The following Contributing Factors were also identified:

  1. The lack of dangerous goods markings on the oxygen generator casings.
  2. The quality system of the AMO was unable to detect a lack of control of dangerous goods improperly kept in the stores for a lengthy period.
  3. The lack of an SMS did not enable the AMO to promote a safety culture among the line maintenance and stores personnel that could enable them to deduce that the PSU assemblies contained dangerous goods, which required special handling.
  4. The noncompliance of the Operator with its Safety Manual policy that required sub-contracted AMOs to operate a Safety Management System
  1. The GCAA did not exercise sufficient oversight of the foreign contracted aircraft maintenance arrangements of the Operator in that they did not discover that the operators own requirement that contracted AMOs must have an SMS was not met.

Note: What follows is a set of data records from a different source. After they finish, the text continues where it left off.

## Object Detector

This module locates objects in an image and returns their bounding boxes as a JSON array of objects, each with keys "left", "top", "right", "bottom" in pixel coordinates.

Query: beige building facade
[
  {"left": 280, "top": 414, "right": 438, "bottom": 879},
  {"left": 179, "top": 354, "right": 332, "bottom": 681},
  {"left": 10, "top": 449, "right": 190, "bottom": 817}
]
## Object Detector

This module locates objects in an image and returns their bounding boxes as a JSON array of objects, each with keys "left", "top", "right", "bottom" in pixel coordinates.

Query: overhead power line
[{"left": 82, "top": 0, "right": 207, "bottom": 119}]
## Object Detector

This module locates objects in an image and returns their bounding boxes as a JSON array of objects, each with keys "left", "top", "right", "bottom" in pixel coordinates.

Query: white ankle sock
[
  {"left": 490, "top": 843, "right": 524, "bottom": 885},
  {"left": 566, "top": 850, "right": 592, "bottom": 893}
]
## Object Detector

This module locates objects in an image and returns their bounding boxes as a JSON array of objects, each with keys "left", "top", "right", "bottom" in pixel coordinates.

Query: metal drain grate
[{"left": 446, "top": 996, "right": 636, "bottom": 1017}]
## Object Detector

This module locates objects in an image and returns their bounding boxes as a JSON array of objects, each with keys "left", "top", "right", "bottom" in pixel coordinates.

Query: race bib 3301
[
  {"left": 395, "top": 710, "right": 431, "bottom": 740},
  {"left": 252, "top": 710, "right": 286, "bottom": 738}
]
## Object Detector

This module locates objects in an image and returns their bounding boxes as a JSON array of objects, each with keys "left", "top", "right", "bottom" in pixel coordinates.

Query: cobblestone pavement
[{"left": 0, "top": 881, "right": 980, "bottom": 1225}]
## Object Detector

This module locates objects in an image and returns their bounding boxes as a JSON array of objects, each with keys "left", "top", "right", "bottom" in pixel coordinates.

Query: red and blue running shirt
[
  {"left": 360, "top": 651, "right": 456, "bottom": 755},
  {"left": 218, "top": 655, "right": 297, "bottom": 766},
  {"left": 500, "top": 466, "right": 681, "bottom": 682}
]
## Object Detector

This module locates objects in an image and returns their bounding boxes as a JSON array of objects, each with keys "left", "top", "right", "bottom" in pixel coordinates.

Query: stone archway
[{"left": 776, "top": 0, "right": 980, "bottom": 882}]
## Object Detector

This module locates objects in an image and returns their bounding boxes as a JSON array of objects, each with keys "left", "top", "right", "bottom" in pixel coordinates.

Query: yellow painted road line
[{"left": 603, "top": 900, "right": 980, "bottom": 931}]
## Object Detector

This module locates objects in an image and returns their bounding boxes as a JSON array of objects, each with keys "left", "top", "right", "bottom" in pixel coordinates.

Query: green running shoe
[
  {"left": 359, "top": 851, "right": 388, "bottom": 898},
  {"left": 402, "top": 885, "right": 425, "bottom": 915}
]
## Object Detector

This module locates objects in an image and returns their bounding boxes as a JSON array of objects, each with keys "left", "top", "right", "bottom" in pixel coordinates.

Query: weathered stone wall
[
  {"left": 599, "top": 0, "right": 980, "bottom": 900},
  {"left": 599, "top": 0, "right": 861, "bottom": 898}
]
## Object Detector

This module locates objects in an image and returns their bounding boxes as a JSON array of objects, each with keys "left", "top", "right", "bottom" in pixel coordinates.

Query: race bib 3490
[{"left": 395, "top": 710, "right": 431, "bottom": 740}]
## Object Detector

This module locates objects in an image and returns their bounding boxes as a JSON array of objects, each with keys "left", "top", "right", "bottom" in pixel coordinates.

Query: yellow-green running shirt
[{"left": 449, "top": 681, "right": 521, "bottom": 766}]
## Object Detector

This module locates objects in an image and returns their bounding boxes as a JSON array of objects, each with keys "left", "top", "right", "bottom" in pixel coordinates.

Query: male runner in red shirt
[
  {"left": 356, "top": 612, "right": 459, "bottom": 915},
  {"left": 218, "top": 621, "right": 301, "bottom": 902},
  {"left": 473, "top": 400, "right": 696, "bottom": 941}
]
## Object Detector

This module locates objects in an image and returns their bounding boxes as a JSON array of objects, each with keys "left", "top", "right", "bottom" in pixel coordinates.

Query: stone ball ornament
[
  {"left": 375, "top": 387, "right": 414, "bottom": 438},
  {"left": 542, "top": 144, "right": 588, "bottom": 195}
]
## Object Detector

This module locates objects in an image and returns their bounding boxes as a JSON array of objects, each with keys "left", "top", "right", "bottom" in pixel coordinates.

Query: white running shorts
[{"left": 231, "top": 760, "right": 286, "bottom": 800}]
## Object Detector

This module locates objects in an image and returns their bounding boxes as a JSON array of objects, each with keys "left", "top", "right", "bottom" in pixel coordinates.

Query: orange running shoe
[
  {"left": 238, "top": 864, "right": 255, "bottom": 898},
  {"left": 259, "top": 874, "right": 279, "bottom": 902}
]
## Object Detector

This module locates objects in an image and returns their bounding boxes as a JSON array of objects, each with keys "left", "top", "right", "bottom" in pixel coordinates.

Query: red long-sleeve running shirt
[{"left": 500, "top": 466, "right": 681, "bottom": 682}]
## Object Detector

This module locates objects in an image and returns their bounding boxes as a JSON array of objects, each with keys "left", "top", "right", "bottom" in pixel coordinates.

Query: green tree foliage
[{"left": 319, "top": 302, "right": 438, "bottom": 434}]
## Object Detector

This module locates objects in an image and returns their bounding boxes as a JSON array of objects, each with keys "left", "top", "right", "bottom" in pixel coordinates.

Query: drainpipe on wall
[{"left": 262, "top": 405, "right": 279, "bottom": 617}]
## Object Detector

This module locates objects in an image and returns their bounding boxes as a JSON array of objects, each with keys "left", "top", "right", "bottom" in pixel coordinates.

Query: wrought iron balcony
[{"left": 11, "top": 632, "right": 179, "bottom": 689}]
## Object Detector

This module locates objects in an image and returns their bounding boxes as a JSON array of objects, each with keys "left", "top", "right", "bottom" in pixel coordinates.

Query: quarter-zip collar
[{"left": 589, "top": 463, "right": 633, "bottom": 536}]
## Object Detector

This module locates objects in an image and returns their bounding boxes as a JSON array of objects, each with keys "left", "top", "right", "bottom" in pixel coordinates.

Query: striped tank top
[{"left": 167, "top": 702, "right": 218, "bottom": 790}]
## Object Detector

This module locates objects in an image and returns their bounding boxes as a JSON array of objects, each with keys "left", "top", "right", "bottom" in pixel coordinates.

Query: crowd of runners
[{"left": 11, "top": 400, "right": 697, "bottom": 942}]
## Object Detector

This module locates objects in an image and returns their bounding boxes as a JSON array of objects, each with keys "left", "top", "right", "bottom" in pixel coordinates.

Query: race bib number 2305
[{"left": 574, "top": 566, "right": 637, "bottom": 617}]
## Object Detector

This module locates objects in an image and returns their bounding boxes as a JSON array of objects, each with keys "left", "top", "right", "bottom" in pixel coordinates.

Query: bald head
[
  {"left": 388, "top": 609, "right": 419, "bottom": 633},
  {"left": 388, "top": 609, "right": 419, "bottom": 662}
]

A total of eleven Safety Recommendations were made as a result of the Investigation as follows:

  • that Flydubai should include in contracts agreed with maintenance service providers, and also in appropriate audits, a requirement that the service provider operates a Safety Management System that is accepted by the AMO regulatory authority. (SR 25/2015)
  • that Flydubai should provide its Safety Manual and a reporting form in its online incident reporting system that is accessible to all appropriate third party contractors to enable incidents involving the Operator’s aircraft to be reported to the Operator. (SR 26/2015)
  • that Flydubai should improve the Initial Assessment and Supplier Audit checklists to include check items relevant to the Operator's SMS for maintenance contractors requirements. (SR 27/2015)
  • that Flydubai should provide initial and recurrent dangerous goods training, appropriate to the responsibilities of the position, to maintenance and stores personnel. (SR 28/2015)
  • that Flydubai should broaden the scope of the job description of the Base Maintenance Liaison Engineer to include a wider range of air safety issues such as observing, on an ad hoc basis, work in progress on the aircraft, and conducting random spot checks on safety critical tasks. (SR 29/2015)
  • that the Jordan Aircraft Maintenance Company (JorAMCo) should enhance initial and recurrent training for all maintenance employees to ensure that they adhere to approved maintenance instructions. (SR 30/2015)
  • that the Jordan Aircraft Maintenance Company (JorAMCo) should enhance the maintenance procedure to ensure that work involving oxygen generators, or PSU assemblies containing oxygen generators, should be classified as a critical task, requiring a dual signature on the appropriate work instructions. (SR 31/2015)
  • that TIMCO as the Supplemental Type Certificate holder should permanently mark each individual oxygen generator canister with the appropriate dangerous goods marking. The marking should be designed to be highly visible, especially when the canister is in its installed position in the PSU. (SR32/2015)
  • that TIMCO as the Supplemental Type Certificate holder should review EO 12T478E056 and ensure that steps that involve dangerous goods are appropriately classified and clearly identified. (SR 33/2015)
  • that TIMCO as the Supplemental Type Certificate holder should include a caution in Step 30 of EO 12T478E056 to require a certifying engineer to verify, with his signature, that correct procedures have been adhered to. (SR 34/2015)
  • that the General Civil Aviation Authority should consider requiring initial and recurrent dangerous goods training, appropriate to the responsibilities of the position, for certifying maintenance engineers, service engineers and stores personnel engaged in the maintenance of UAE registered aircraft. This requirement should be applicable to UAE Operators and AMOs, and foreign AMOs engaged in maintenance of UAE registered aircraft. (SR 35/2015)

The Final Report was published on 17 June 2015.